Delaney founded LFR in January 2019 with Zach Eisner, a peer at Washington University, where both were completing their undergraduate degrees. Their efforts have trained thousands of motorcycle taxi operators – those most likely to be first at the scene of traffic accidents – basic first-responder skills across parts of Uganda, Chad, Guatemala, and Sierra Leone.
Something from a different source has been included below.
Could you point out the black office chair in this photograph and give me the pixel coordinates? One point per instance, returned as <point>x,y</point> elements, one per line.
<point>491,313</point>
Since coming to UM, Delaney has been mentored by Dr. Krishnan Raghavendran, the Director of the Michigan Center for Global Surgery and Division Chief of Acute Care Surgery. The Center for Global Surgery has provided Delaney with financial support to expand training operations and mentorship to conduct rigorous follow-up and outcomes research. Delaney recently submitted his first NIH grant application to the Fogarty Institute at the NIH for an R21/R33 funding opportunity to study the application of mobile technologies to coordinate and optimize prehospital response for improved emergency coverage and outcomes. Raghavendran is the co-PI with Delaney on the proposal.

“The support I have received from Dr. Raghavendran and the Department of Surgery has been tremendous,” said Delaney. “They have embraced and supported our work with expert mentorship and funding, which has been essential for refining our research aims so that we can conduct impactful work. I am incredibly fortunate to be attending medical school at a university that is willing to support work in global surgery and also willing to support students doing so."